Monday, July 07, 2008

Odd

I spotted the Independent's headline the other day: Muslims feel like 'Jews of Europe'. Well, apart from anything else, aren't the Jews of Europe still the Jews of Europe? I do actually have some sympathy for the underlying basis to the claim - that Muslims are becoming effective scapegoats for those who are unhappy with immigration, and that inflammatory language is often used. The problem is, well, lets have a look at this paragraph:
Mr Malik, who narrowly escaped serious injury when a car was driven at him at a petrol station in his home town of Burnley in 2002, said he regularly receives anti-Muslim hate mail at his constituency office in Dewsbury, West Yorkshire, which has the highest BNP vote in the country and was home to Mohammad Sidique Khan, the leader of the suicide attackers who killed 52 people in London in 2005.
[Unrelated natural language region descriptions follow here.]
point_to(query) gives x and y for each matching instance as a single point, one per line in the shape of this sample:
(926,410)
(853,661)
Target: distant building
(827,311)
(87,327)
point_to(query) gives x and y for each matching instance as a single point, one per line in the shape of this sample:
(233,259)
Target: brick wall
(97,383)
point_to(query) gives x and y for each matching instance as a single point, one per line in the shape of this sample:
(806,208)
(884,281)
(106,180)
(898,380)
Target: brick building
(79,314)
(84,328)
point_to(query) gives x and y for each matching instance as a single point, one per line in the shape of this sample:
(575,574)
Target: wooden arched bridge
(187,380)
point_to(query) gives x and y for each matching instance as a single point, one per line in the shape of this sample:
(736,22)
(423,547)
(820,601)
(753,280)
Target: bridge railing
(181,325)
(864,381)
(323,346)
You see, it's harder to raise sympathy for inflammatory language when, on the other side of the equation, there are inflammatory people. The terrorist bombings in 2005, coupled with the relatively large number of Muslims that express support for them, make a certain suspicion of Islam inevitable. Twin this with the infuriating stories about police dogs with bootees, Muslim taxi drivers that won't take blind people (dogs again) or Muslim nurses that refuse to bare their arms to scrub up and you start to form a settled narrative - that of a minority that is unwilling to adapt to life in Britain. Once that narrative has settled, it is going to be largely a case of giving a dog a bad name. Or is that offensive too?